王華でラーメンを食べた後、仲間達と別れ、京一は、珍しく龍麻の家へは寄らず、一人歌舞伎町に向かった。
周囲から呆れ返られる程、彼と彼の親友の友情関係は『濃い』けれど、彼等とて、四六時中共に過ごしている訳ではないし。
帰り掛け、マリアに呼び出されて喰らった説教が頭から離れなかったのもあって、もう一度考え直すか、と。
その夜は一人で過ごすことに、彼は決めたのだ。
……将来に対する思案を、夜の繁華街の雑踏を彷徨いつつしようとする辺り、何処までも彼、だが。
だから、そういう訳で、一人歌舞伎町を彷徨い始めた京一は、足の向くまま気の向くまま、何時しか、学生は余り寄り付かない、治安の宜しくない裏路地へと入り込んで。
「……旦那。そこ行く旦那」
通り抜けようとしたそこで、白い学ランを纏った相手に声を掛けられた。
「あ? 俺か?」
「そうだ、あんただよ。……暇かい? ちょいと、遊んでかねえか? 俺と」
「遊ぶ? ……何だよ、てめえ、こんな所で花札なんかしてやがんのか?」
どう考えても己を呼んでいる声に彼が振り返れば、薄ら無精髭を生やした、本当にこいつは同じ高校生だろうかと疑いたくなるような、良く言えば大人びた、悪く言えば老けている、胡散臭い事この上無い男がそこにおり。
何名か、舎弟風の男共を従えている彼は、路地裏の片隅でやらかしていたらしい『花札遊び』に京一を誘った。

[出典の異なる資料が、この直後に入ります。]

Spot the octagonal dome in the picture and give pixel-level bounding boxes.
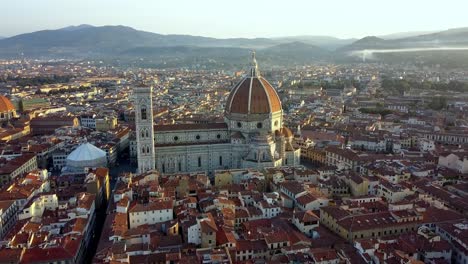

「こんなトコで、そんなコトしてやがんだ。只の遊びじゃ……ねえよな?」
「俺が、そんな乳臭い遊びなんぞ、するように見えるかい? 旦那だって、そんなのは御免だろう?」
「…………まあな。いいぜ、別に。嫌いじゃねえし」
何で、こんな所でそんな博打を、と思わなくはなかったが。
正々堂々、金銭を賭けた勝負を路上でしている以上、『地回り』の者達との話は付いているのだろうと思えたし、京一自身、そういう『悪さ』が嫌いではなかったし、見た目はどうあれ、同年代の相手よりの誘いという気安さも手伝い、少しぐらいならいいか、と。
博打をして、今の気分を晴らすのも手だ、と。
路地裏でのギャンブルに、彼は一口乗った。
……数時間後の、己の運命を知らず。